Voyager received better purchase offers than FTX, which is expected to bring in $ 270 million to customers

The cryptocurrency lender will be able to return some of the client funds blocked to the Metropolitan Commercial Bank that have been frozen so far.

Cryptocurrency lender Voyager Digital Holdings says it has received a number of “higher and better” buy offers than those offered by AlamedaFTX in July, contrary to the investment firm’s ongoing public statements.
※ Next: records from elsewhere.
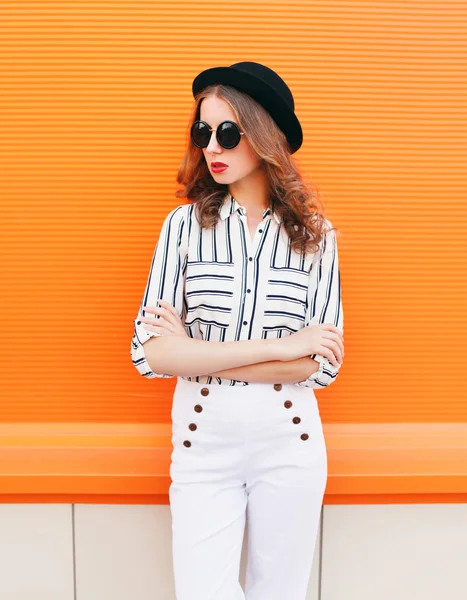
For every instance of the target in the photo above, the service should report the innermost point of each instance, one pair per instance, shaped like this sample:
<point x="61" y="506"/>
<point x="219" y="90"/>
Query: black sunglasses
<point x="227" y="134"/>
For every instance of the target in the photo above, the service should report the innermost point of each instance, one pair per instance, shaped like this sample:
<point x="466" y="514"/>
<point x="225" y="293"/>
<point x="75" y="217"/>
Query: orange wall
<point x="94" y="110"/>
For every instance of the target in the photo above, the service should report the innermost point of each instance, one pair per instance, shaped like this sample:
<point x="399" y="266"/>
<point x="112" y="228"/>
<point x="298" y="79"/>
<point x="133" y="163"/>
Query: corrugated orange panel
<point x="94" y="107"/>
<point x="88" y="462"/>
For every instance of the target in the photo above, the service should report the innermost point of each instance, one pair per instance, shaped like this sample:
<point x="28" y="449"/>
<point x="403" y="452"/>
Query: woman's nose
<point x="213" y="145"/>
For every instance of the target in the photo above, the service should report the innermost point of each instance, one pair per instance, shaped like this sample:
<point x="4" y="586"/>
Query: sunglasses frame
<point x="217" y="133"/>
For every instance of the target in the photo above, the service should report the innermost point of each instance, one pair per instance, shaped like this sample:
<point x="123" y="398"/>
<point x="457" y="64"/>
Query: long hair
<point x="291" y="196"/>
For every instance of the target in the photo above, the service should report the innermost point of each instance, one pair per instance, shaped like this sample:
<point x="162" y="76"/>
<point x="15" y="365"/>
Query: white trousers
<point x="254" y="453"/>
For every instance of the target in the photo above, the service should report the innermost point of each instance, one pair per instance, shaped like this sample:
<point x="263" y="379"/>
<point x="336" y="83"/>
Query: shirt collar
<point x="230" y="205"/>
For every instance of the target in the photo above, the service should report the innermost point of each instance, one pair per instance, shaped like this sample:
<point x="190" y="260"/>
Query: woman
<point x="244" y="293"/>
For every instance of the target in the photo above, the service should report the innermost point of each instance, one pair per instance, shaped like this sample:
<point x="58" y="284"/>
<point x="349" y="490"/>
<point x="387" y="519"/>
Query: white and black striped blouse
<point x="229" y="287"/>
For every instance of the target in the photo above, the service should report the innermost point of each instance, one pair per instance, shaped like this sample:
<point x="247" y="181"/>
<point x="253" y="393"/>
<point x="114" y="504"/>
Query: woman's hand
<point x="169" y="322"/>
<point x="325" y="339"/>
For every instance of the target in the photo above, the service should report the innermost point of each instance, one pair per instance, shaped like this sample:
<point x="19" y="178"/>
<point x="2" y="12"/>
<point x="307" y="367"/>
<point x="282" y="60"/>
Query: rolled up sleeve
<point x="166" y="281"/>
<point x="324" y="305"/>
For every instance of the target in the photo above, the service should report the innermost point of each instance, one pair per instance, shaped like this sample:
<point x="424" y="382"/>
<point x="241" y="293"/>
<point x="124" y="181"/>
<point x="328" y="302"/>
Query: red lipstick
<point x="218" y="167"/>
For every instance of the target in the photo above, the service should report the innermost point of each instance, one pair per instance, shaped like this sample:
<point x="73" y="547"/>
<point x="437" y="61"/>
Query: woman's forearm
<point x="187" y="357"/>
<point x="274" y="371"/>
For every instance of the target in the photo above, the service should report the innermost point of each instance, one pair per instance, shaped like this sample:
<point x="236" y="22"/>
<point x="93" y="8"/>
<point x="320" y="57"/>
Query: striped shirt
<point x="229" y="287"/>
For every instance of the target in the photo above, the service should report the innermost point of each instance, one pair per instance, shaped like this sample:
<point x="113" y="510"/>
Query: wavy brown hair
<point x="294" y="198"/>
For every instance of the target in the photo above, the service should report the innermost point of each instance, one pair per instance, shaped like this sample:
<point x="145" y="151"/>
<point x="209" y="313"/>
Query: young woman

The company was also authorized to return $ 270 million in client funds held at the Metropolitan Commercial Bank (MCB) by the judge presiding over its bankruptcy proceedings in New York.

During a presentation on the second day of hearings on August 4, Voyager said it received information from 88 interested parties interested in saving the company from its financial difficulties, adding that it was in “active discussions” with more than 20 potentially interested parties.

One of the most high-profile offers came from Alameda Ventures and FTX in July.

Alameda had offered to buy all of Voyager’s assets and outstanding loans with the exception of the outstanding loan to Three Arrows Capital, then liquidate the assets and distribute the funds in USD through the US exchange FTX.

This was rejected by Voyager on July 25 on the grounds that it did not “maximize value” for its customers.

The company also noted that it has already received offers through the go-to-market process that are “superior and better than AlamedaFTX’s proposal”, contrary to AlamediaFTX’s “inaccurate” public statements.

Source: Presentation of the second day of Voyager Digital

Voyager said it also separately sent AlamedaFTX a termination letter and desisted on its “inaccurate” public statements, confirming that AlamedaFTX had no “advantages” over other bidders.

$ 270 million in customer funds returned

News of other interested bidders comes when US bankruptcy court judge Michael Wiles gave Voyager the green light to return some of its clients’ cash deposits.

According to an Aug. 4 report in the Wall Street Journal, Judge Wiles said that Voyager had provided a “sufficient basis” for his claim that customers should have access to the deposit account held at the Metropolitan Commercial Bank (MCB). believed to hold $ 270 million in cash.

Voyager had hidden funds in her bank account when she filed for bankruptcy on July 5th. These funds were frozen when bankruptcy proceedings began.

Stephen Ehrlich, CEO of Voyager Digital, mentioned in July that he intended to return MCB client funds as soon as a “reconciliation and fraud prevention process” had been completed and that the company would request the release of MCB funds on July 15.

Voyager’s debt amounts to just $ 10 billion from around 100,000 creditors, but it’s not the only cryptocurrency brokerage, lender, or investment firm to have fallen out of favor for itself and its users. Celsius, Three Arrows Capital, BlockFi and others have also been involved in the ongoing saga.